Abb. 4. Foto. Wehrhafter Gartenzaun zur Abschreckung vor mehr als 100 Jahren

Für die wachsende Anzahl von Wohnungsmietern schrieb die Gemeindeordnung die Einrichtung von Wohnungs- und Mieteinigungsämtern vor. Dem Gemeindevorsteher und den Gemeindevertretern war bewusst, dass sich zunehmende Einwohnerzahlen und die notwendige Verbesserung der Infrastruktur gegenseitig bedingen. Dazu gehörten in erster Linie der Straßenbau, die Stromversorgung und die Abfallentsorgung.

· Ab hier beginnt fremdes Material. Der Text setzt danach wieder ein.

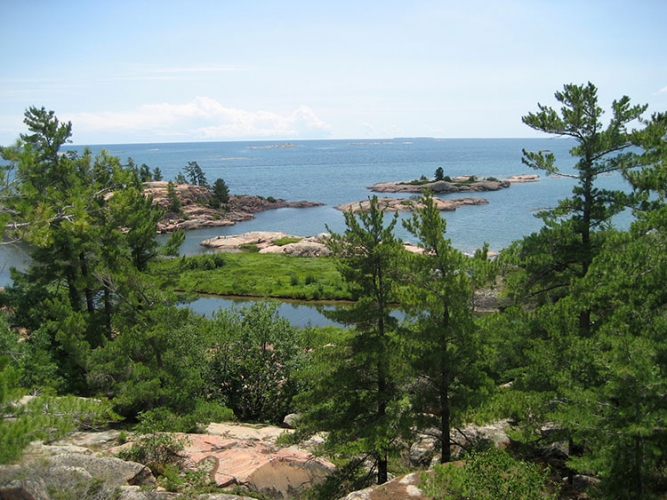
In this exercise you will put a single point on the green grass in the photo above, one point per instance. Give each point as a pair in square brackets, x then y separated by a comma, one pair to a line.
[254, 275]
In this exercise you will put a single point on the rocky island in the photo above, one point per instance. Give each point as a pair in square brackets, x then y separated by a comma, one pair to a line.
[408, 205]
[461, 184]
[196, 212]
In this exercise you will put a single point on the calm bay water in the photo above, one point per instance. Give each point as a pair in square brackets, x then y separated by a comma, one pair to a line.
[340, 171]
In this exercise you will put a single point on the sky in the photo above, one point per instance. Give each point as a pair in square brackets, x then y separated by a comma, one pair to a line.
[133, 71]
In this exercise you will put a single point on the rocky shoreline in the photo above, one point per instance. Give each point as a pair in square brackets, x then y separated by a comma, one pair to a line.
[196, 212]
[461, 184]
[407, 205]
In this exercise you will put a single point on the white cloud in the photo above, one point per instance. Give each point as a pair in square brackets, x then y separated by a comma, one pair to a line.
[205, 118]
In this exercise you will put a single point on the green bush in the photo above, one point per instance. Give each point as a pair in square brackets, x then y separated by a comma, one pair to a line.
[286, 241]
[490, 474]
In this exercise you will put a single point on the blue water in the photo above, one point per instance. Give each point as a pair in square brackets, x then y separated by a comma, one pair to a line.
[340, 171]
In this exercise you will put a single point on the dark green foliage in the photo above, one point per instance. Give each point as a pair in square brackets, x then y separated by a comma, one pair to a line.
[584, 340]
[255, 356]
[219, 193]
[206, 262]
[490, 474]
[156, 362]
[442, 343]
[356, 389]
[172, 247]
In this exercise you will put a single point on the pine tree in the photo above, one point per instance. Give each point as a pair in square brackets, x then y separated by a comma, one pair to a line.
[355, 397]
[443, 343]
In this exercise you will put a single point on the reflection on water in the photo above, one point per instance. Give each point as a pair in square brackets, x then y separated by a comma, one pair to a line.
[299, 314]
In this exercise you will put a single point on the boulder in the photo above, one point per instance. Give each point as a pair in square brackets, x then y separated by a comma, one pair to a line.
[401, 488]
[113, 471]
[461, 184]
[388, 204]
[197, 213]
[236, 242]
[259, 466]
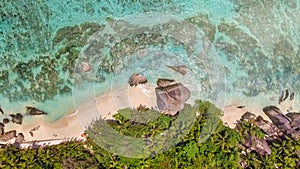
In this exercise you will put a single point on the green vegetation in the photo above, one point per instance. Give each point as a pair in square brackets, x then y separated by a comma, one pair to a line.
[221, 150]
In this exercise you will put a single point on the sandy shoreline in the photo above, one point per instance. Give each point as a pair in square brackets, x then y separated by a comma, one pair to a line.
[106, 105]
[73, 125]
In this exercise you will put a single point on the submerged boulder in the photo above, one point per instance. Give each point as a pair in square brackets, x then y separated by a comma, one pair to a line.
[34, 111]
[182, 69]
[8, 135]
[136, 79]
[85, 66]
[171, 99]
[295, 117]
[20, 138]
[164, 82]
[266, 126]
[5, 120]
[248, 116]
[258, 145]
[18, 118]
[281, 121]
[276, 116]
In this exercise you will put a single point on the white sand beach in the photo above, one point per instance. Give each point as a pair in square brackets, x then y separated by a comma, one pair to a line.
[105, 106]
[73, 125]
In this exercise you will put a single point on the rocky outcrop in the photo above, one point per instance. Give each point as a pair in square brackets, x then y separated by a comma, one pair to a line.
[164, 82]
[295, 117]
[34, 111]
[8, 135]
[171, 98]
[136, 79]
[182, 69]
[20, 138]
[16, 118]
[258, 145]
[5, 120]
[281, 121]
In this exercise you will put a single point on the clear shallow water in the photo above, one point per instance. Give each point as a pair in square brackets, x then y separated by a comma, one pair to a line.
[257, 45]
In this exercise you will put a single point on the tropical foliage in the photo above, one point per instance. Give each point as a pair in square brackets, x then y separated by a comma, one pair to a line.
[221, 150]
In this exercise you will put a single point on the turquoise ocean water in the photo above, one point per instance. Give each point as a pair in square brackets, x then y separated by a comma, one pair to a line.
[254, 46]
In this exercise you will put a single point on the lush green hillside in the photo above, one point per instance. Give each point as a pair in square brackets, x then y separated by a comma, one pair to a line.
[222, 150]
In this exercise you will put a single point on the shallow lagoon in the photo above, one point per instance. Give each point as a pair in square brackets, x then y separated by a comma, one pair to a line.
[256, 46]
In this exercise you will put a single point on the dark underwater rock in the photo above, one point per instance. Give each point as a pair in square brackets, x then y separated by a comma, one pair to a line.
[5, 120]
[171, 99]
[293, 115]
[1, 125]
[18, 118]
[164, 82]
[295, 119]
[136, 79]
[281, 121]
[182, 69]
[248, 116]
[276, 116]
[85, 66]
[258, 145]
[34, 111]
[20, 138]
[8, 135]
[266, 126]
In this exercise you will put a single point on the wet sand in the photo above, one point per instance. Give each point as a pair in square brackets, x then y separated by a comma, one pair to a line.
[106, 105]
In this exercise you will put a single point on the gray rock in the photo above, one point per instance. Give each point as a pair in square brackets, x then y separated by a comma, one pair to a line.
[20, 138]
[171, 99]
[266, 126]
[18, 118]
[8, 135]
[281, 121]
[258, 145]
[276, 116]
[34, 111]
[1, 131]
[182, 69]
[1, 125]
[295, 119]
[293, 115]
[136, 79]
[5, 120]
[248, 116]
[164, 82]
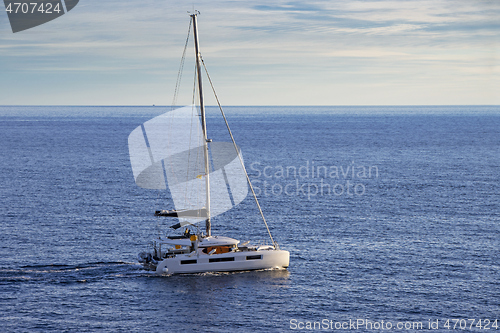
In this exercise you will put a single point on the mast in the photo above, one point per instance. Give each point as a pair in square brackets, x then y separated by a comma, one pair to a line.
[203, 121]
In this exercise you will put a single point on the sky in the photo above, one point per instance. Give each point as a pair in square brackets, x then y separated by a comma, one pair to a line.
[344, 52]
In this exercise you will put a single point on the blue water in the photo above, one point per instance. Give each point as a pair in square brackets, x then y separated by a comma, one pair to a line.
[413, 238]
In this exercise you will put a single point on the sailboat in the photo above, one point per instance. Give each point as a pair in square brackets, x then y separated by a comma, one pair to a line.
[205, 179]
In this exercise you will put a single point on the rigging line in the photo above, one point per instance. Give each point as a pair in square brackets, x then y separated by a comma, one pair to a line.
[181, 67]
[238, 153]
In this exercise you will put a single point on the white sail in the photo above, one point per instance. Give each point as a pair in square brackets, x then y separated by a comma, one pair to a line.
[170, 146]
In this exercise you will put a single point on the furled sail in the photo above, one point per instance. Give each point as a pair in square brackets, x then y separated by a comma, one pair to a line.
[168, 150]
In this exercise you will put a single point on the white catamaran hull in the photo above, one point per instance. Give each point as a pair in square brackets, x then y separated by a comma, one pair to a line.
[227, 262]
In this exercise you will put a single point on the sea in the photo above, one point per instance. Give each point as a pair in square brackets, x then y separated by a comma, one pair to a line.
[391, 215]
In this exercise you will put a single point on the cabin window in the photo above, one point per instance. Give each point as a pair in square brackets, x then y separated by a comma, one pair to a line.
[185, 262]
[254, 257]
[221, 259]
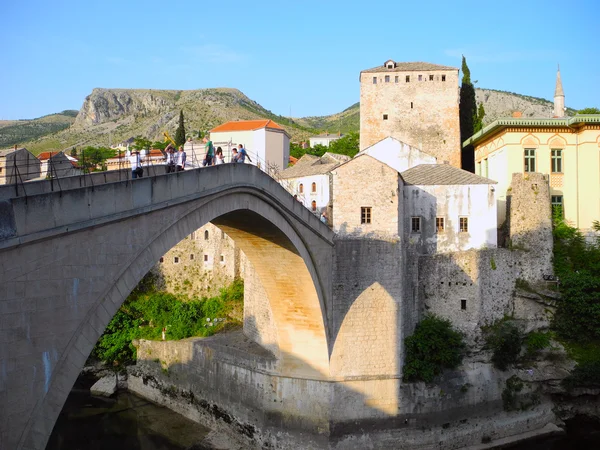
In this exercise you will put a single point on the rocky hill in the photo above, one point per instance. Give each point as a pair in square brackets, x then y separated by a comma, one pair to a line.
[16, 131]
[109, 116]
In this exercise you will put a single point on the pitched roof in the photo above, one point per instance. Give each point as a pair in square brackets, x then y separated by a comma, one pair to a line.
[441, 174]
[313, 165]
[247, 125]
[409, 67]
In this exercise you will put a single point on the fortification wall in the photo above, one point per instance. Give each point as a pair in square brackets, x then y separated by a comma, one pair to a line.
[530, 224]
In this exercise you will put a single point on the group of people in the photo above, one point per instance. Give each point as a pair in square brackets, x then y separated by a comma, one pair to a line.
[175, 160]
[215, 157]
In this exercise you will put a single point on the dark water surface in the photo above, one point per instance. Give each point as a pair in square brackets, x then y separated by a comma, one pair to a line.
[128, 422]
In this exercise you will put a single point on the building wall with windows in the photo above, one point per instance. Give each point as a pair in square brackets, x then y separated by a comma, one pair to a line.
[414, 102]
[450, 218]
[566, 151]
[201, 264]
[367, 199]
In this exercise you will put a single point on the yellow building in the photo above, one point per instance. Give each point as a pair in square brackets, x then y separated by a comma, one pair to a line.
[565, 150]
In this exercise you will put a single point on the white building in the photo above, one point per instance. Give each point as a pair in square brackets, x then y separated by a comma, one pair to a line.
[398, 155]
[266, 141]
[310, 179]
[324, 139]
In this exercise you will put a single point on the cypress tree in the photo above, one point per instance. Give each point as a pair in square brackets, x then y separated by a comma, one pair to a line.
[180, 132]
[468, 115]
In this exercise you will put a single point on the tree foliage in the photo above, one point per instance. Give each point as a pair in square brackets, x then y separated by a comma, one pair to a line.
[180, 132]
[470, 117]
[433, 347]
[589, 111]
[146, 312]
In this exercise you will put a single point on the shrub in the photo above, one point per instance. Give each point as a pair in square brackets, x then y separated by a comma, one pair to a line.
[434, 346]
[504, 339]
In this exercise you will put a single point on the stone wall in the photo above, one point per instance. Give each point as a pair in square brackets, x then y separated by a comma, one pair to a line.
[471, 289]
[423, 113]
[366, 182]
[530, 224]
[201, 264]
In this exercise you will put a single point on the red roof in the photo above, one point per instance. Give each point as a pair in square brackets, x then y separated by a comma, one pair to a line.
[46, 155]
[247, 125]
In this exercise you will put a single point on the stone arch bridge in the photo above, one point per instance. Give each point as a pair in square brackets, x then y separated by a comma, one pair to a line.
[69, 258]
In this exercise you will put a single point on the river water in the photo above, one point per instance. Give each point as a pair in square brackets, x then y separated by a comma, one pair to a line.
[128, 422]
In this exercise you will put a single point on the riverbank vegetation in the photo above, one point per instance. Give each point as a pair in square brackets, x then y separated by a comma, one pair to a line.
[577, 318]
[433, 347]
[146, 312]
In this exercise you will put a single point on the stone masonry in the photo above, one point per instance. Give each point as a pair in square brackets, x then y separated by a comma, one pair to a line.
[416, 103]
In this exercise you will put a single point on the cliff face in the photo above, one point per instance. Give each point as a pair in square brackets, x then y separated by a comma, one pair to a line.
[104, 105]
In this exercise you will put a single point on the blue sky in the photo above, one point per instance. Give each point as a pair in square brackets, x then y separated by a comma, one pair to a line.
[298, 56]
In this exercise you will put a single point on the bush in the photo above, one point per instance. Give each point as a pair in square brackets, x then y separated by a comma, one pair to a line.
[433, 347]
[504, 339]
[146, 312]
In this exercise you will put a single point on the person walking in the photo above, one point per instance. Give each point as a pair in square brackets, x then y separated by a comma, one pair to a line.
[180, 160]
[219, 159]
[136, 165]
[242, 154]
[170, 158]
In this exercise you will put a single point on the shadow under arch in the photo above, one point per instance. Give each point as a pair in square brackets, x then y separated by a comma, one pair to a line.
[274, 245]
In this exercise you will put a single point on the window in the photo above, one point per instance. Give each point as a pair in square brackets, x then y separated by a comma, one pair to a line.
[557, 205]
[556, 161]
[365, 214]
[439, 224]
[529, 160]
[415, 224]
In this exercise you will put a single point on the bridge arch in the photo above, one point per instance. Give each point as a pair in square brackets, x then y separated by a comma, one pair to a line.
[107, 258]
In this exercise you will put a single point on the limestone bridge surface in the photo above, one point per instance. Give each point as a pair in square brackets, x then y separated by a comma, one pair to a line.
[71, 254]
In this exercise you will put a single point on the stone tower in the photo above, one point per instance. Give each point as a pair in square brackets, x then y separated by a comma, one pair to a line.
[414, 102]
[559, 97]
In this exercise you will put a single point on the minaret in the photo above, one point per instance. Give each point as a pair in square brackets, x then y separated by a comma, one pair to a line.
[559, 97]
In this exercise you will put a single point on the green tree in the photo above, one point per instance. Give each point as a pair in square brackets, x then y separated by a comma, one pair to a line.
[467, 114]
[433, 347]
[180, 132]
[141, 143]
[589, 111]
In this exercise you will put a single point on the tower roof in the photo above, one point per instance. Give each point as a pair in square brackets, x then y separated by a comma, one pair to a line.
[558, 91]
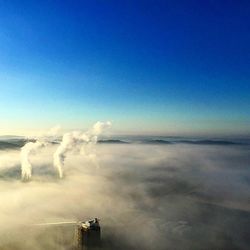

Es mag wohl an den vielen Problemen gelegen haben, dass die Gemeindevorsteher nicht lange durchhielten. Schon am 31. Oktober 1923 übernahm der Schöffe Karl Koeppen das Amt. Nur wenige Wochen später, am 5. November, folgte ihn Willy Werner. Erst Richard Becker brachte mit seiner Wahl ab September 1924 Kontinuität in die Kommunalverwaltung. Die kompetente, vorausschauende Persönlichkeit Beckers prägte die nunmehr erfolgreiche Entwicklung der jungen Gemeinde bis 1933 wesentlich. (Zur Person und zum Wirken siehe die beiden Teile: Richard Becker – Bürgermeister in einer schwierigen Zeit).